長年観たかった作品が、4Kリマスター版で映画館の大画面で観られるとあって、良い時代になったなと。
この作品で3年干された監督が、腐らず(拗らせはしたかも)廃業せず今も監督業を続けていてくれることに感謝。
天野喜孝の繊細な絵をセルの線画でアニメーションにしようとするなんて、ほとんど狂気としか思えないけれど、セルアニメ全盛期の、しかも超絶職人技保持者による贅沢な映像作品だった。
少女の髪や戦車などの描写についてはよく記事などで読んだけど、“魚”を捕らえようとする男たちの作画も震えが来るほど素晴らしかった。
背景のニュアンスや、水や水草の表現力も、それだけ抜き出してエンドレスで見ていたいほど。
これを、全部、手で描いたんだ、と改めて驚く。
登場人物は少女と少年の二人だけでナレーションも無く、ストーリーの説明が一切無いから観客を選びまくるけど、その分没入感はすごい。

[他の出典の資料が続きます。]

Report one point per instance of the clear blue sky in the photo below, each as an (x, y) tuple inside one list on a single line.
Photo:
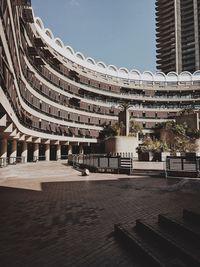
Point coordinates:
[(118, 32)]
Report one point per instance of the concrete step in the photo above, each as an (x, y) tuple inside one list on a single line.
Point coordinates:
[(141, 248), (178, 227), (191, 216), (169, 242)]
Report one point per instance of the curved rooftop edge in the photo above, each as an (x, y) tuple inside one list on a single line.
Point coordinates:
[(110, 70)]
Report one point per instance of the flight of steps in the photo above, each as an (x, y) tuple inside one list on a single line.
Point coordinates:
[(170, 241)]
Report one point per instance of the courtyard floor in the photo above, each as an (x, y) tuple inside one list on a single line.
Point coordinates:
[(52, 216)]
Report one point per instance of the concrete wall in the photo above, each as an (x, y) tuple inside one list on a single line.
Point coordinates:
[(122, 144), (192, 120)]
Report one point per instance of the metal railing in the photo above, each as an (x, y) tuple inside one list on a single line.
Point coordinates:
[(183, 166), (102, 162)]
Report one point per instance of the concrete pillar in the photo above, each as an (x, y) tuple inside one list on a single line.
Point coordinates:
[(3, 148), (58, 152), (47, 152), (81, 149), (69, 149), (3, 151), (24, 153), (13, 153), (36, 152)]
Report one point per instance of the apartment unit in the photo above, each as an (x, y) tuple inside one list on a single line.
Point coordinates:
[(54, 101), (177, 27)]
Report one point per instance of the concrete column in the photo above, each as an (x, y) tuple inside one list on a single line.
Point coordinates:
[(81, 149), (24, 153), (58, 152), (36, 152), (69, 149), (3, 151), (47, 152), (3, 148), (13, 153)]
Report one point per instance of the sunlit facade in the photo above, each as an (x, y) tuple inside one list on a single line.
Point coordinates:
[(54, 101)]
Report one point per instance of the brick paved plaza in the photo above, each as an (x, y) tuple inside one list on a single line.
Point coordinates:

あの世界だからこそ、置いてけぼりにされることで没入できる。
没入感とは、画面の中からこちらに働きかけること以外でも得られるものなのだ。
所々に、後々監督が自作に取り入れることになる表現が見つけられて、監督自身のこの作品に対して抱き続けている感情が読み取れるような気がする。
発売(当初はOVA作品として販売だけで劇場公開はされてない)当時は全く売れなかった、というのは、当時はアニメーション視聴世代の年齢層が今よりも低かったのもあるだろう。

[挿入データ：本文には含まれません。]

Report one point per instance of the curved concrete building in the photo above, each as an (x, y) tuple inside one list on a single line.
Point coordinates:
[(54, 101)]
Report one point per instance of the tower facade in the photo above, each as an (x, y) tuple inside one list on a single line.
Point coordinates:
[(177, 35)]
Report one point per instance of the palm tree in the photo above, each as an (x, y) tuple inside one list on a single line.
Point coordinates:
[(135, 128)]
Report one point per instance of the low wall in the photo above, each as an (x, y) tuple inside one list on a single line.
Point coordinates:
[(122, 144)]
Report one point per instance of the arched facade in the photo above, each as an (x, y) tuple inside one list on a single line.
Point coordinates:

観客それぞれが自分で積み重ねた各種視聴体験や鑑賞体験が、4Kリマスターとドルビーアトモス&5.1チャンネルサラウンドで鮮明に表示できるようになった映像技術と併せて、40年経った今ようやく作品に追い付いたのか。
そう考えると、この作品そのものが『卵』だったのかもしれない。
卵の中身は、割ってみないとわからないよ。